Au Guatemala, durant la dictature de Rios Montt, a été mis en oeuvre la politique de la "terre brûlée", une des périodes les plus brutales de la répression, particulièrement parmi les populations rurales. "Dans les villes, la disparition a requis un profond travail d'intelligence militaire - dit De Leon-. Les disparitions ont concerné tous ceux qui étaient suceptibles d'être dans l'opposition. Mais à partir des années 80, cette dynamique a été complétée par des politiques de terre brulée c'est-à-dire la destruction totale de ce qu'il y avait en face, surtout dans les campagnes." Comme l'armée était convaincue que la population sympathisait avec la guérilla, dit-il, tous étaient des ennemis potentiels. Pour cela, entre 1980 et 1983, le nombres de victimes a monté en flèche et les militaires ont non seulement emporté parents et enfants, mais tout être vivant qui bougeait, même les animaux.
 
On soupçonne que la plupart des enfants ont disparu à ce moment. Et bien qu'au commencement, ils les assassinaient sur place, ensuite ils ont commencé à les séquestrer et à les vendre. Comme cela se passe en Argentine, une bonne partie de ces enfants disparus sont recherchées et retrouvées aujourd'hui dans différents endroits du monde.
 
Seulement pour tenir compte de la dimension de la difficulté, les chroniqueurs locaux rappellent que Riot Montt s'est présenté comme candidat à la présidence en 1994, et il a perdu. En 1999, son parti s'est présenté et a gagné. Le Front Républicain a gouverné jusqu'en 2003. Et bien qu'en ce moment les forces politiques sont autres, les procès n'avancent pas, en raison d'une espèce d'amnistie.

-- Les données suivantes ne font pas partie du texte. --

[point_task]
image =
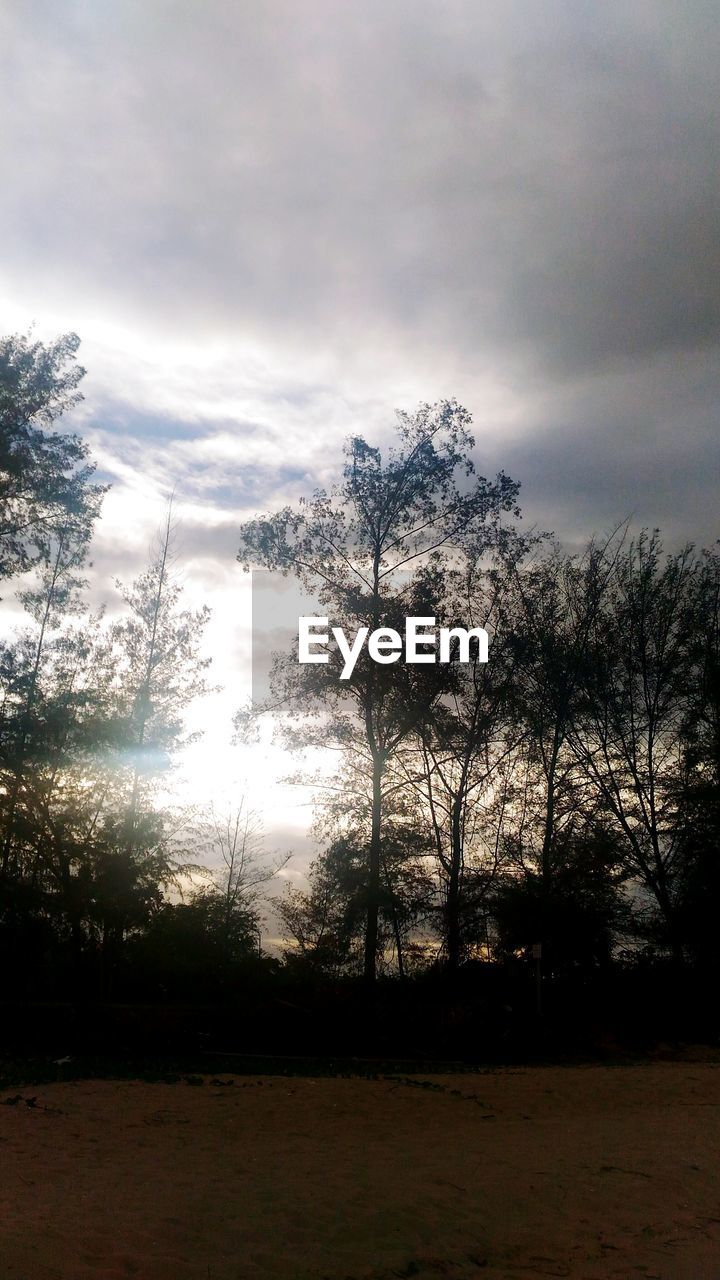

Il n'y a pas eu de jugements ni de coupables, excepté ceux qui ont eu lieu à l'extérieur, comme lors de la présentation devant la Commission Interaméricaine du massacre de Las Dos Erres, de décembre 1982, au village Las Cruces, dans le département du Petén, qui a fait 250 victimes, dont 167 ont été découverts dans un puits de 12,20 mètres de profondeur. "Il y a un processus judiciaire ouvert - dit De Léon - mais il n'y a pas de recherche de la part de l'Etat. Alors ce que prétend la loi c'est que l'Etat assume sa responsabilité de rechercher les disparus. Parler de justice au Guatemala est un pas lent, extrêmement lent, mais un pas sera fait."
 
Alejandra Dandan, Pagina/12, 29 septembre 2008.